高級時計は「ボッタクリ」なのか?

今日は時計産業の大半は数十万円を超える高級時計で構成されている。世界の時計産業の中心であるスイスの輸出統計を見ると、本数ベースでは500スイスフラン(約5.5万円)以下の時計が輸出本数の75%を占めるが、金額ベースで見るとこれらの時計は全体のわずか10%に過ぎない [図1]。そして輸出本数では8%に過ぎない3,000スイスフラン(約35万円)以上の時計が金額ベースでは全体の69%を占めるのである。更に500~3,000スイスフラン(約5.5~35万円)の時計も含めると全体の90%を占める。これらは輸出額ベースでの単価であるため、ここに小売のマージンを乗せた小売単価ベースに換算すると、時計産業は金額ベースでは事実上10万円以上の時計であるといっても過言ではないのである。

画像1

[図1]

スイス時計を産業として捉えると輸出額は200億スイスフラン(約2.3兆円)でありそれなりの規模の産業であるといえるが、この業界は果たして儲かるのだろうか?この問いは消費者目線では時計は「ボッタクリであるのか?」と言い換えることもできる。(なお必ずしも「利益率が高い=ボッタクリ」である訳ではないが、プロレス的な分かりやすさのためにこのような表現をしている。)この問いを数字を基にして考察してみたい。

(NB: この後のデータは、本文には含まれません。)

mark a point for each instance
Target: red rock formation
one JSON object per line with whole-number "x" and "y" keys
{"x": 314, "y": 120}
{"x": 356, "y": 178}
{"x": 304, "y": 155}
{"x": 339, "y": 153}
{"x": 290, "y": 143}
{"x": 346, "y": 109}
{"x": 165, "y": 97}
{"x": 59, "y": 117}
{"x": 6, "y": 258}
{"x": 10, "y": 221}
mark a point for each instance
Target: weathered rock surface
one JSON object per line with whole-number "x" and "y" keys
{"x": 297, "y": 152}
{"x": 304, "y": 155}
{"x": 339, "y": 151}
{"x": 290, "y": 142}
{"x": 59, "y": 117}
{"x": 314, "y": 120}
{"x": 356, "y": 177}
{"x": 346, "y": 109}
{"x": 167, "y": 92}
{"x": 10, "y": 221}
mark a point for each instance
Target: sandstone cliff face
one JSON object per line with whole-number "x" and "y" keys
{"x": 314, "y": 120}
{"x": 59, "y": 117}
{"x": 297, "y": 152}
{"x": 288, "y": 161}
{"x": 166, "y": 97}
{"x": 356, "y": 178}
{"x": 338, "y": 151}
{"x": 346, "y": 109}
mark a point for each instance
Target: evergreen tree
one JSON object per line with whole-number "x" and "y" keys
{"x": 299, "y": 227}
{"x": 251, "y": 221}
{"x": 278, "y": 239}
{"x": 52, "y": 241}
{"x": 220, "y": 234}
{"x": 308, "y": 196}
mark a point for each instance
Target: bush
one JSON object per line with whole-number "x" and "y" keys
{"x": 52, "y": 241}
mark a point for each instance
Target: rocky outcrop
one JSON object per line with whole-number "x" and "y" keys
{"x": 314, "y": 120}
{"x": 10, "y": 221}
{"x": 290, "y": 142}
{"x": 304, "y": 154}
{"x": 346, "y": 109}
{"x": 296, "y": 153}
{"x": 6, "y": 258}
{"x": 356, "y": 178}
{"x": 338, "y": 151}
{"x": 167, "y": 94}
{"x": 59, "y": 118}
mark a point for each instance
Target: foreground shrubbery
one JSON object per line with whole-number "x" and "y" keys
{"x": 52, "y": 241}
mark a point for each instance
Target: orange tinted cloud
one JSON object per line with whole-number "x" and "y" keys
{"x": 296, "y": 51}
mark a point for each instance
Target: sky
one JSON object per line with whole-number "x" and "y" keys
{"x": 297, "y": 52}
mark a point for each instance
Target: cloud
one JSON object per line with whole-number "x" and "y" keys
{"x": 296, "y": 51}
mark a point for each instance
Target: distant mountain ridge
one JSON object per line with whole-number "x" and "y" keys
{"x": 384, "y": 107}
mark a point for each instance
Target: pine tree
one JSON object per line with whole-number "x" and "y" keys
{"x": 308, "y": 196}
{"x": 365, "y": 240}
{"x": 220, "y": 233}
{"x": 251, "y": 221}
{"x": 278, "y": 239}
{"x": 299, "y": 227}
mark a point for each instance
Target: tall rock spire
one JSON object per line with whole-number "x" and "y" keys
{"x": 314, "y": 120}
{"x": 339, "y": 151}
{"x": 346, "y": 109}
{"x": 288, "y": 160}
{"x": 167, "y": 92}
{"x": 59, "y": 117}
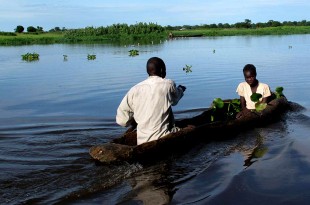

結論から述べると高級時計はべらぼうに利益率が高いわけではなく、消費者目線では良心的な製品であることが分かる [図2]。まずは主要なラグジュアリーブランド9社の2019年度の営業利益率を見てみるとエルメスとグッチを所有するケリングの営業利益率の高さが目立つ。オメガやブレゲなどを傘下に抱え時計専業のスウォッチグループの営業利益率は12%と他のラグジュアリーブランドと比べても、また絶対額としても高いとは言えない。またヴァシュロン・コンスタンタン、パネライ、ランゲ&ゾーネなどを抱えるリシュモンの時計部門の利益率やウブロ、タグ・ホイヤーなどを保有するLVMHの時計部・宝石部門もスウォッチグループとほぼ同じ水準である。またLVMHとリシュモンの部門別の営業利益率を比較しても時計部門は高いとは言えない。平たく言えば時計よりも服や鞄の方が儲かるのである。

画像2

[図2]

営業利益率は材料や時計の組み立てといった原価に加えて広告宣伝費などの販売に関わるコストも含まれているため、それを分けてみるとどのように見えるだろうか。スウォッチグループは珍しく売上総利益を開示していないため一部推察が入るが100万円の時計のうち20万円が材料、18万円が組み立てなどの人件費、14万円が販売関連の人件費、31万円がその他営業費用(その多くが広告宣伝費と推察される)であり、最終的に12万円がスウォッチグループの利益となる。売上原価率は32%、販売管理費は56%と推測されるのである [図3]。売上総利益率を主要ラグジュアリーブランドと比較するとやはり中庸であり少なくとも高い水準とはいえない [図4]。

画像3

[図3]

画像4

[図4]

もちろん100万円の時計のうち実際の製造にかかるコストは38万円に過ぎずに残りは流通や広告宣伝費に消えていると考えると高いと感じる人もいるかもしれないし、これは価値観次第であろう。しかし銀座などの一等地の落ち着いた雰囲気のブティックで販売員とプロフェッショナルな接客を受けながら購入する体験やきめ細かなアフターサービスから得られる安心感などを考慮すると個人的にはボッタクリであるとは思えないのである。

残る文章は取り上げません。